Dixerunt autem ei, quod Iesus Nazarenus transiret.
38 En hij riep, zeggende: Jezus, Gij Zone Davids, ontferm U mijner!
Et clamavit, dicens: Iesu fili David miserere mei.
39 En die voorbijgingen, bestraften hem, opdat hij zwijgen zou; maar hij riep zoveel te meer: Zone Davids, ontferm U mijner!
Et qui præibant, increpabant eum ut taceret. Ipse vero multo magis clamabat: Fili David miserere mei.
40 En Jezus, stilstaande, beval, dat men denzelven tot Hem brengen zou; en als hij nabij Hem gekomen was, vraagde Hij hem,
Stans autem Iesus iussit illum adduci ad se.
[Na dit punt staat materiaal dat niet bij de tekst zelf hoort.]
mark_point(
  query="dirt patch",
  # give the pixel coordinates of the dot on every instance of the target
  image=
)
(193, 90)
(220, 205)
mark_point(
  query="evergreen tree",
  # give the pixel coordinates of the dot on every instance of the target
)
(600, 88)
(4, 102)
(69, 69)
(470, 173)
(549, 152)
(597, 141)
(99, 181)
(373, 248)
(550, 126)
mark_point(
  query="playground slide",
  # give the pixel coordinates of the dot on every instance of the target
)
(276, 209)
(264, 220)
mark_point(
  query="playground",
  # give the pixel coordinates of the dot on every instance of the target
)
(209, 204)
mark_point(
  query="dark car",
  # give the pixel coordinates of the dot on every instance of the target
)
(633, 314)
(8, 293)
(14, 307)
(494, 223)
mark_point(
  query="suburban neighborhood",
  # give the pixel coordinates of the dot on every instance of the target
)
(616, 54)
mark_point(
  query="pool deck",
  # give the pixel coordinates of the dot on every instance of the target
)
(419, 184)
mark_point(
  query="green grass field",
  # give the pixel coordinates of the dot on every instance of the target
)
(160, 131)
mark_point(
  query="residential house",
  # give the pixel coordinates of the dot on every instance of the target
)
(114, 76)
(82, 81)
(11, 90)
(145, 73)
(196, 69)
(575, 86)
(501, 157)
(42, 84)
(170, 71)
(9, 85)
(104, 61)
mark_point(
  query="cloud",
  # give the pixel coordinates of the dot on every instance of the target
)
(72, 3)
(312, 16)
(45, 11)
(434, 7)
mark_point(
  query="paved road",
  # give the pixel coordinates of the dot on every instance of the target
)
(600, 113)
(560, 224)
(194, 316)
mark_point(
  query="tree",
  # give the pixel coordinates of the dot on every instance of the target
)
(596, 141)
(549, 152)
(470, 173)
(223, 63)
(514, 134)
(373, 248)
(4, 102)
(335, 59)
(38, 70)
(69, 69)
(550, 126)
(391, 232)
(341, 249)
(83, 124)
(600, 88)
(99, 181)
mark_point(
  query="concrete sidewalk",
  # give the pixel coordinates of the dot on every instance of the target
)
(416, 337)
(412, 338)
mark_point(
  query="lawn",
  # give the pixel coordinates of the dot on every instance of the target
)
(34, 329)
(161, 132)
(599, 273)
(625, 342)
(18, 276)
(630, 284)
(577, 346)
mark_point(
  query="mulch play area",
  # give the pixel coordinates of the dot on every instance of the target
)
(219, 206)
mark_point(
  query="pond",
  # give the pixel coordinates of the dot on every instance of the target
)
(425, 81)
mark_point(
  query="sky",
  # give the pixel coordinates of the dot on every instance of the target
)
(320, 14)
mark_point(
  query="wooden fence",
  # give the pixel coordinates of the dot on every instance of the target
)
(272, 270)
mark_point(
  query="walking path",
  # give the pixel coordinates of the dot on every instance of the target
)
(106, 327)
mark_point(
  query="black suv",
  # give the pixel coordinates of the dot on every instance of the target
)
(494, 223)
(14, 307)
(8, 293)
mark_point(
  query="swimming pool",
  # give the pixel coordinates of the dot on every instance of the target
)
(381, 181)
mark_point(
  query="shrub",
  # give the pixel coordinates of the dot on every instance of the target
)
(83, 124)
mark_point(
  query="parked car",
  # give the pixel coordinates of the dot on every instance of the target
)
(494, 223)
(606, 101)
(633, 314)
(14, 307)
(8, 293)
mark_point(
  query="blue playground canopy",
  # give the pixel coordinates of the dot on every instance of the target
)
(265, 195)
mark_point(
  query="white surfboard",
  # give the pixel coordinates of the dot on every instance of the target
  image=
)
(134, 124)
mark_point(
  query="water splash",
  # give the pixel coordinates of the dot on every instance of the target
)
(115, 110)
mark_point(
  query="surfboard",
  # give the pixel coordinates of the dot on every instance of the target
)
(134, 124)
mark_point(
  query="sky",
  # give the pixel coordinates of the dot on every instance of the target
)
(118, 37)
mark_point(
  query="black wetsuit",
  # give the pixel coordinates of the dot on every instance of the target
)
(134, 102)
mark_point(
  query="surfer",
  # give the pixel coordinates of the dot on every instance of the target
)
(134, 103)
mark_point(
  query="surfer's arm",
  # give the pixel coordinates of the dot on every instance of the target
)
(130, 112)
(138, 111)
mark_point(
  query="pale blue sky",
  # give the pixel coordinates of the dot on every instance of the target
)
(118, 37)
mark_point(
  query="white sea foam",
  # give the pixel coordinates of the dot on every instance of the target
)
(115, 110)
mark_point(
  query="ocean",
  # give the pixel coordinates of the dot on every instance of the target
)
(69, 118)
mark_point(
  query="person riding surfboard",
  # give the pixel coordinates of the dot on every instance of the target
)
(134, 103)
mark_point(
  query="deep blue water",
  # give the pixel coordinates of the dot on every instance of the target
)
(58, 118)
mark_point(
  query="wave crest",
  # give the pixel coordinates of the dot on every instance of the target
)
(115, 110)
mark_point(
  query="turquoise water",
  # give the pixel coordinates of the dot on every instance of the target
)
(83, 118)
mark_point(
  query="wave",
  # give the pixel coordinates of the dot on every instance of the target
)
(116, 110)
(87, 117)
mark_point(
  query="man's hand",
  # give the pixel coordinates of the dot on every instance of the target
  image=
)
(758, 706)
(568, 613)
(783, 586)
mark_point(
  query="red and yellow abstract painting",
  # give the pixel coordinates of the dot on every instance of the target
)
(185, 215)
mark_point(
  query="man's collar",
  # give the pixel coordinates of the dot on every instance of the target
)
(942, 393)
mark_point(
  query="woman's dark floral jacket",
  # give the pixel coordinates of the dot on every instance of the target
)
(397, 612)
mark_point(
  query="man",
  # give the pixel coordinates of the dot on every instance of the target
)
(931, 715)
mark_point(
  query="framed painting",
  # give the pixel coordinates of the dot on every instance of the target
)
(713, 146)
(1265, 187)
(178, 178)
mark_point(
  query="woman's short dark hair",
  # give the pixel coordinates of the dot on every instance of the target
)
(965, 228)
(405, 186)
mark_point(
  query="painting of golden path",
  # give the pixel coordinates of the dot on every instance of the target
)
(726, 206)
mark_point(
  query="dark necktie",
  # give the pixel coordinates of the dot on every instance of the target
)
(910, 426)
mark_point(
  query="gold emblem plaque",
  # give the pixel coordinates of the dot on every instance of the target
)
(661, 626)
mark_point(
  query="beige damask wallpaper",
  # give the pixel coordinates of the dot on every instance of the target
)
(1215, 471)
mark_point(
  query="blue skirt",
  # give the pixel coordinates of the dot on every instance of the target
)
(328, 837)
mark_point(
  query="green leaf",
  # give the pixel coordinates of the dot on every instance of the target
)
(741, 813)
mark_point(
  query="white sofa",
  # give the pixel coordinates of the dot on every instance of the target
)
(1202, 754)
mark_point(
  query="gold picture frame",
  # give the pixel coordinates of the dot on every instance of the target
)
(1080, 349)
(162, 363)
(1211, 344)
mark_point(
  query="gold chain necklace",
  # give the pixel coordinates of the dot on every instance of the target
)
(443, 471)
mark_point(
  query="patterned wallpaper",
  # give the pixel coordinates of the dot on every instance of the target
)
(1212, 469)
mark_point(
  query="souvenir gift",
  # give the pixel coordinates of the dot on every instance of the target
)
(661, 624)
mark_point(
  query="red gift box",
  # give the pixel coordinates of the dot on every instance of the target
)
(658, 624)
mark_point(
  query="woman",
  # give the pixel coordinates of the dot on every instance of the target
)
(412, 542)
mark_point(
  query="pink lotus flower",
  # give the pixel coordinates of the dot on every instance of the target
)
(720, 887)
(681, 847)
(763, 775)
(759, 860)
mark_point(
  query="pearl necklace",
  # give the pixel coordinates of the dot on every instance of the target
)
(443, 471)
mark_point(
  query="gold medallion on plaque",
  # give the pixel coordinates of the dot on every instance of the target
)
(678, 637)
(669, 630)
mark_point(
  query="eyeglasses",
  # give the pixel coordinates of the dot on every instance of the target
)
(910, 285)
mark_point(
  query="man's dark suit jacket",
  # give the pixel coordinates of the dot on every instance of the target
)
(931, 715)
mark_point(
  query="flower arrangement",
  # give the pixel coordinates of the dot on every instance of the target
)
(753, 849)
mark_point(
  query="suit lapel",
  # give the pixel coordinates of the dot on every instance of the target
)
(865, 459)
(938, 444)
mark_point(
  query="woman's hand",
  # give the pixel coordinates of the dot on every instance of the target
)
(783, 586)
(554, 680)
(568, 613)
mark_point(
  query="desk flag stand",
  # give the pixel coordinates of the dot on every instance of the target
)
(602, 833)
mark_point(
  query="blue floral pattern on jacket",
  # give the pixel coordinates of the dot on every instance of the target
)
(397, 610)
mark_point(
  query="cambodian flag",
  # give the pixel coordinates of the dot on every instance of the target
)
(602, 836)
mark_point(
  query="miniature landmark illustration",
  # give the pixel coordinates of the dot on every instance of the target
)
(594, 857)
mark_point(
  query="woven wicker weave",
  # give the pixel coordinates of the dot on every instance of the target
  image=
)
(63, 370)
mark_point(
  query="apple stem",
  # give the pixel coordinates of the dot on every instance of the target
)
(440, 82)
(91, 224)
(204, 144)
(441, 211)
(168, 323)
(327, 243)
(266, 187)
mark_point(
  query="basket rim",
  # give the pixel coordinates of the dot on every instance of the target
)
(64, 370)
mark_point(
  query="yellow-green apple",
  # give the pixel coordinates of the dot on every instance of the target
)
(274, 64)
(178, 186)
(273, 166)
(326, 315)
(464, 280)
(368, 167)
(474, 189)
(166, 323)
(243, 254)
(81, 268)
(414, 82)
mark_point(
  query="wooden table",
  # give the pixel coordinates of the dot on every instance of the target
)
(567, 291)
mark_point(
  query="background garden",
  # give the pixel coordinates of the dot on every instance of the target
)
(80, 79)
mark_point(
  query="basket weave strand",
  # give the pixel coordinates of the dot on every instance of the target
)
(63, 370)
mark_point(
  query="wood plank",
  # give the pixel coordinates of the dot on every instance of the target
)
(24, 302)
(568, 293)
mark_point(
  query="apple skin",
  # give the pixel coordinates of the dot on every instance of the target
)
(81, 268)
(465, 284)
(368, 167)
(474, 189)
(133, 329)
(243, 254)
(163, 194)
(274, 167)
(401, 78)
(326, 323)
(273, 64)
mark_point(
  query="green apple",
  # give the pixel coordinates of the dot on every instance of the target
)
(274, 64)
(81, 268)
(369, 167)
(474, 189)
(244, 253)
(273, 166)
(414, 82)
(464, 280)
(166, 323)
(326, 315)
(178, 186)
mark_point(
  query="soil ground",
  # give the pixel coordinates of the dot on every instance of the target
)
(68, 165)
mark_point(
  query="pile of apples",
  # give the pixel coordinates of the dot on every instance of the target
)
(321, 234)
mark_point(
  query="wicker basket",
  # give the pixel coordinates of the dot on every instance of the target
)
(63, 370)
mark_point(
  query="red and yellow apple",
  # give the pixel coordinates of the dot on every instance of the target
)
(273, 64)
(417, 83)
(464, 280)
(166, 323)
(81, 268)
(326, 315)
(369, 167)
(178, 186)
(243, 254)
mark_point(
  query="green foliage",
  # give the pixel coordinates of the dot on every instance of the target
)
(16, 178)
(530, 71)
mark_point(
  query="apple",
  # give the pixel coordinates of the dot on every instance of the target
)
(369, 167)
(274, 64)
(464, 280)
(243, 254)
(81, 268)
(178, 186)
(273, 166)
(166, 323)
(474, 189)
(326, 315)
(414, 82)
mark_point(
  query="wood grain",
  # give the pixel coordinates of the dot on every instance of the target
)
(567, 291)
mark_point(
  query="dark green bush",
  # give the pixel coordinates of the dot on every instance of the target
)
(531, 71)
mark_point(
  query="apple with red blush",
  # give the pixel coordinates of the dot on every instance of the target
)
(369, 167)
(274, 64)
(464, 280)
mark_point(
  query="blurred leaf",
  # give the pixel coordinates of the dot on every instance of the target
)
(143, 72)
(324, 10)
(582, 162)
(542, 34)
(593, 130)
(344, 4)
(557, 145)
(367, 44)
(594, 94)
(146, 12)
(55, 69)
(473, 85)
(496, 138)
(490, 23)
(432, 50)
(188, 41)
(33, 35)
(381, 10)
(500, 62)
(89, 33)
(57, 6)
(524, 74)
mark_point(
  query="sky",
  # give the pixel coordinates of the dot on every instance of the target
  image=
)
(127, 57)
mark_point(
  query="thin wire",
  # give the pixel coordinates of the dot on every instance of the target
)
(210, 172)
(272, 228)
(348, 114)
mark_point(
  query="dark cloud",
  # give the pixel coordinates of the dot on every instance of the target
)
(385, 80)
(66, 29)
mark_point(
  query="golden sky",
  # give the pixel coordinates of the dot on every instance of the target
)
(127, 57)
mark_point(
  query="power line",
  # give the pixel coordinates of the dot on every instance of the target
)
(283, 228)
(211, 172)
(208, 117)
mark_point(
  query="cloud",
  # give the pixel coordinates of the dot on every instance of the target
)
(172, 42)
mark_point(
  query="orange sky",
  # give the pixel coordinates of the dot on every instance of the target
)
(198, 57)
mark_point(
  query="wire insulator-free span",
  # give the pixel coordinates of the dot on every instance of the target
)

Et cum appropinquasset, interrogavit illum,
41 Zeggende: Wat wilt gij, dat Ik u doen zal? En hij zeide: Heere! dat ik ziende mag worden.
dicens: Quid tibi vis faciam? At ille dixit: Domine ut videam.
42 En Jezus zeide tot hem: Word ziende; uw geloof heeft u behouden.
Et Iesus dixit illi: Respice, fides tua te salvum fecit.
43 En terstond werd hij ziende, en volgde Hem, God verheerlijkende. En al het volk, dat ziende, gaf Gode lof.
Et confestim vidit, et sequebatur illum magnificans Deum. Et omnis plebs ut vidit, dedit laudem Deo.